Ecologie

Des insecticides « tueurs d’abeilles » censés être interdits bénéficieront de dérogations

 

Par Sophie Chapelle

Vraie mesure environnementale ou simple affichage gouvernemental ? Depuis le 1er septembre, les néonicotinoïdes sont officiellement interdits en France, en vertu de la loi biodiversité adoptée en août 2016. Cette famille d’insecticides, qui agit sur le système nerveux central des insectes, est accusée de contribuer à la disparition des pollinisateurs, comme les abeilles. Le 1er août, le gouvernement a publié la liste des cinq néonicotinoïdes interdits [1]. Immédiatement, plusieurs organisations agricoles, dont la FNSEA, ont dénoncé ce décret, faisant valoir qu’un « très grand nombre de producteurs » se retrouvaient « dans une impasse technique dramatique » [2]. Elles réclamaient « l’adoption immédiate » de dérogations « sur certaines filières où les alternatives n’existent pas ou sont très insuffisantes », en vue de ne pas « accentuer les distorsions de concurrence ».

Or, la loi biodiversité prévoit justement des dérogations à cette interdiction jusqu’en 2020. Qu’en dit le ministère de l’Agriculture ? Il assure que ces dérogations ne seront délivrées que pour des produits à base d’acétamipride, l’un des néonicotinoïdes interdits, et dans de « faibles volumes »... [3]. « Cette interdiction n’aura pas de sens si des dérogations sont accordées, souligne François Veillerette, porte-parole de Générations futures. Même en très faible quantité, les néonicotinoïdes restent hautement toxiques pour les abeilles.

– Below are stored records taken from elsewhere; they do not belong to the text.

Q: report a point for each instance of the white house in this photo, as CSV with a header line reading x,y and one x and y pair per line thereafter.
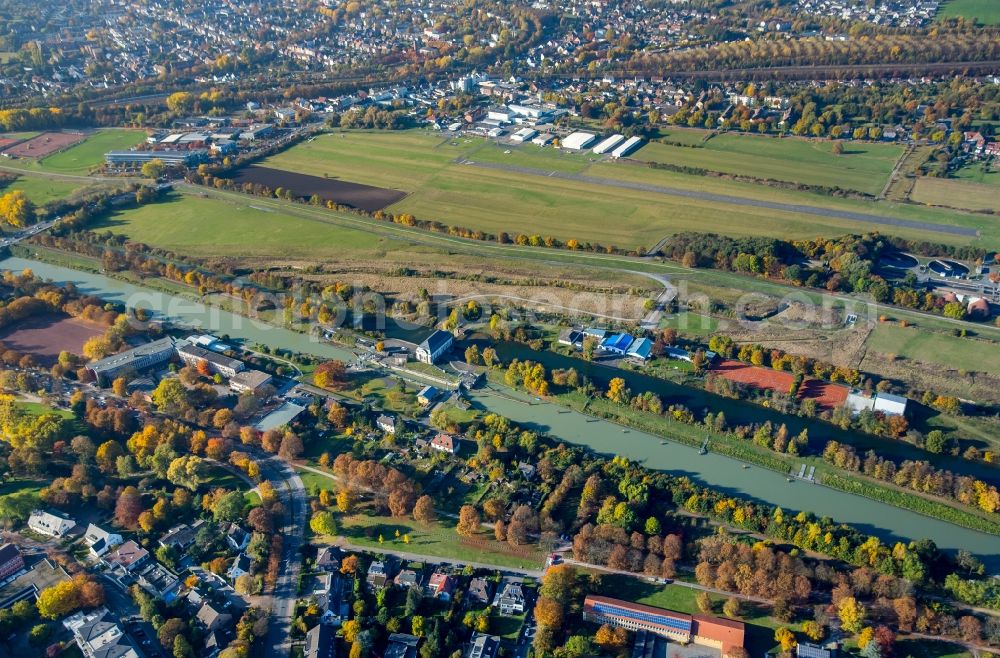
x,y
50,524
99,540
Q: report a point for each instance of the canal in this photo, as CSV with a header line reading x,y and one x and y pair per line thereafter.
x,y
887,522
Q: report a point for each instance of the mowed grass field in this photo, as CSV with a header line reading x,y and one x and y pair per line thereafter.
x,y
41,190
428,167
987,12
956,193
934,348
863,167
211,227
82,157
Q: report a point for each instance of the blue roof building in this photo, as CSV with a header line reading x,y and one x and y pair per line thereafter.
x,y
617,343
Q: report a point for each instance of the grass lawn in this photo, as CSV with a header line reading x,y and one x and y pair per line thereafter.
x,y
862,166
930,347
82,157
986,12
41,190
759,624
963,194
211,227
437,540
930,649
690,324
424,165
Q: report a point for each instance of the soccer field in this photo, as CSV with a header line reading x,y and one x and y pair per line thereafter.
x,y
441,185
863,167
987,12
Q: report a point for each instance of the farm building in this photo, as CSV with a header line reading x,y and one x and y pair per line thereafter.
x,y
167,157
703,630
434,346
887,403
133,360
578,140
631,144
608,144
523,135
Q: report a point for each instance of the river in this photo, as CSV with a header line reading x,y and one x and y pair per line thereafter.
x,y
884,521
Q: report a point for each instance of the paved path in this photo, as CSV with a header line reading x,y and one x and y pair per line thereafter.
x,y
734,200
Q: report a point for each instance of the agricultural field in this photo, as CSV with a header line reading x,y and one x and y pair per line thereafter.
x,y
986,12
862,166
210,227
962,194
427,167
45,336
42,190
934,348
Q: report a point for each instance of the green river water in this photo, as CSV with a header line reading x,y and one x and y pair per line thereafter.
x,y
885,521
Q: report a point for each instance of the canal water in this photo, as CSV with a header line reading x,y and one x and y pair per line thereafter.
x,y
887,522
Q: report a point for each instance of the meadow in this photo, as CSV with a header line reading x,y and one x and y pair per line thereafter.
x,y
935,348
987,12
427,166
862,166
210,227
962,194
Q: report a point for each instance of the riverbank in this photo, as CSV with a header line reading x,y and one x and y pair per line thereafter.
x,y
717,471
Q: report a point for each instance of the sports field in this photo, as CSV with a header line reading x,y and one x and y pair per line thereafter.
x,y
81,158
210,227
986,12
956,193
41,190
429,167
863,167
934,348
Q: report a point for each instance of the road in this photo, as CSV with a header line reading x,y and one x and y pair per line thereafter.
x,y
293,495
802,209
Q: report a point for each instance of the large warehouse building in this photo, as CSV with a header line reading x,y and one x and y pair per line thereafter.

Il faut donc les interdire complètement. » D’autre part, l’acétamipride est jugé toxique pour l’être humain par l’Agence européenne de sécurité alimentaire (EFSA).

Pour les ONG de défense de l’environnement, la liste publiée par le gouvernement est par ailleurs incomplète, tous les pesticides tueurs d’abeilles n’y figurant pas. C’est notamment le cas du sulfoxaflor, substance dont l’association Générations futures a obtenu la suspension de la vente par la justice en 2017 (notre article), ou bien encore de la flupyradifurone. Les organisations demandent à ce que les parlementaires « prennent la mesure de cette menace » et incluent ces deux pesticides dans la loi alimentation qui doit faire l’objet d’une nouvelle lecture à l’Assemblée nationale le 12 septembre. Le 30 août, une pétition exigeant l’interdiction définitive des insecticides « tueurs d’abeilles », signée par près de 200 000 personnes, a été remise au ministre de l’Agriculture [4].

Photo : © UNAF / Remise des signatures le 30 août 2018 devant le ministère de l’Agriculture.

Notes

[1] Il s’agit du clothianidine, de l’imidaclopride, du thiaméthoxam, de la thiaclopride et de l’acétamipride. Voir le décret.

[2Voir le communiqué commun.

[3Voir cet article de Libération.

[4] Cette pétition a été initiée par Agir pour l’Environnement, l’Union Nationale de l’Apiculture Française, la Fédération Française de l’Apiculture Professionnelle et Sum Of Us.